Capítulo 1. UN GRITO DESGARRADOR

I. Un grito desgarrador.


Juan Solojuán despertó sobresaltado. Le había costado, pero después de varios meses se había acostumbrado a los disparos que se escuchaban cada noche y que rara vez le impedían conciliar el sueño, cansado como llegaba a su casa al terminar los trabajos del día. Pero esta vez fueron ráfagas, que por sus conocimientos recientemente adquiridos sobre las armas, entendió que se trataba de un fusil automático, probablemente un AR-15.

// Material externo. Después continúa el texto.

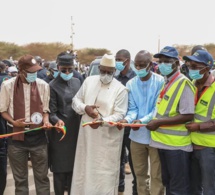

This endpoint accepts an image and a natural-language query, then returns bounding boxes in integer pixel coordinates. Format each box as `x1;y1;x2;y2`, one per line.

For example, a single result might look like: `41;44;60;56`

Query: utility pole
158;35;160;53
70;16;75;51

Se sentó en la cama, apoyó la cabeza justo entre los cuernos del demonio que Américo, “el viejo” como lo llamaban todos, había puesto al centro y en la parte alta del respaldo, exactamente donde Juan apoyaba la cabeza cuando se sentaba para leer. Más de una vez había pensado que “el viejo” lo había puesto allí con la única y precisa intención de que lo recordara por el resto de su vida. O tal vez fue sólo por diversión, porque Américo era un tipo que disfrutaba con su trabajo desplegando en los tallados su desenfrenada fantasía. Juan Solojuán había llorado el día en que lo llevaron al cementerio, y esos cachos del diablo le hacían recordarlo diariamente, hubiera sido o no esa la intención del viejo.

No obstante estar al centro y especialmente destacada la imagen del diablo, el conjunto del tallado, pintado con suaves colores naturales, era alegre y divertido. Cuerpos desnudos de mujeres y hombres entrelazados al estilo de El Jardín de las Delicias de El Bosco, enmarcados en un frondoso bosque de cuyas ramas asomaban aves exóticas, y sobre el césped una multitud de conejos, cabras y zorros, y en la parte alta la cordillera de Los Andes, sobre la cual se desplazaban curiosas formas de ángeles blancos que jugaban con serpientes voladoras rojas. El conjunto de la obra configuraba un sugestivo ambiente onírico.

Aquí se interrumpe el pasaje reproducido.